貿易協定「米国・メキシコ・カナダ協定(USMCA)」で自動車産業を中心にサプライチェーン(供給網)構築が一段と進み、北米の相互依存が深まった。だが、トランプ氏は4日、カナダとメキシコからの輸入品に25%の関税を発動。その後、USMCAの基準に適合した両国からの輸入品への関税適用を4月2日まで免除することを決めた。
カナダは打ち出した対抗措置のうち、未発動の報復関税をひとまず見送ったが、関税をかけ合う貿易戦争が激化し、経済に悪影響が及ぶ懸念はくすぶったまま。カナダでは対米感情が悪化しており、米国産品の不買運動が起きるなど混乱も広がる。

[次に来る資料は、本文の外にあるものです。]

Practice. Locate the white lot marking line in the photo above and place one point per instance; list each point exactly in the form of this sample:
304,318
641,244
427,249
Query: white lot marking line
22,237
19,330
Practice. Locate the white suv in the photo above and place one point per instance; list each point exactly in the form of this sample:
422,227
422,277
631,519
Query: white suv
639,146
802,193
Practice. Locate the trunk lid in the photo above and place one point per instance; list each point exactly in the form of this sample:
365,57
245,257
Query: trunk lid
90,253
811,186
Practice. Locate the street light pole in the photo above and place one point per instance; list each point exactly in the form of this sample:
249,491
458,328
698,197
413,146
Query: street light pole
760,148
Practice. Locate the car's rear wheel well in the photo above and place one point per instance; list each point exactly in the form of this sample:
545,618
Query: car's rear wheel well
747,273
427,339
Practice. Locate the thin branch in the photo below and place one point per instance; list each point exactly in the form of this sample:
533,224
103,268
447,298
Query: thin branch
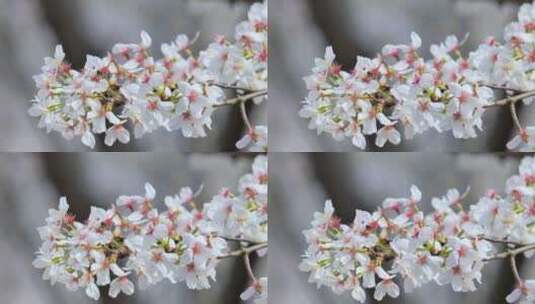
499,241
512,99
240,240
247,262
244,116
242,98
231,87
512,252
498,87
512,259
246,250
516,120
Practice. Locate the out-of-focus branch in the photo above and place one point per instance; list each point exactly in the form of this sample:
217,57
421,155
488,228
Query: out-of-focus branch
63,16
331,18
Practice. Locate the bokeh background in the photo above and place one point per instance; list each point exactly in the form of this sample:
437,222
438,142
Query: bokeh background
301,29
30,30
300,184
31,183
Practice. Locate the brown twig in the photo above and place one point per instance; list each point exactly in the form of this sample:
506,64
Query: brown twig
512,260
511,99
246,250
514,114
244,116
247,262
241,98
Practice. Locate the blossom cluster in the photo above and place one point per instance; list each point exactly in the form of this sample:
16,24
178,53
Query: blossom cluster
133,239
400,244
177,92
449,92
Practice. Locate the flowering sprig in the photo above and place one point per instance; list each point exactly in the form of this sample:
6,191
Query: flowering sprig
132,239
177,92
400,244
448,92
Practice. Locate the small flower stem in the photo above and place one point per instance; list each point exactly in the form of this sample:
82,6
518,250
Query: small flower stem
246,250
239,240
231,87
244,116
506,242
512,260
514,114
241,98
511,99
247,262
511,252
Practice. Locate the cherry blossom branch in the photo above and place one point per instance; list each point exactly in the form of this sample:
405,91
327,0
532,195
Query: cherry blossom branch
248,267
514,268
448,246
231,87
242,98
181,243
245,251
129,87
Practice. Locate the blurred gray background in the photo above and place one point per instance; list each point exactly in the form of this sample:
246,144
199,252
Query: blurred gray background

カーニー氏は政界で経験がなく、対応力は未知数だが、「新首相誕生で関税問題が転換点を迎える」(日系証券エコノミスト)可能性はある。金融畑を歩んできたカーニー氏は、2008年のリーマン・ショックを念頭に「さまざまな状況で交渉し、危機の対処法も知っている」と強調。対米強硬姿勢をちらつかせつつも、トランプ氏との対話に前向きな考えも示す。
高関税政策を巡っては、米景気への配慮からトランプ氏が「大幅に緩和する」(米エコノミスト)との観測も浮上する。ただ、同氏は関税や非関税障壁の高い国・地域に同等の関税を課す「相互関税」を4月2日に導入するとみられ、先行き不透明感は依然として強い。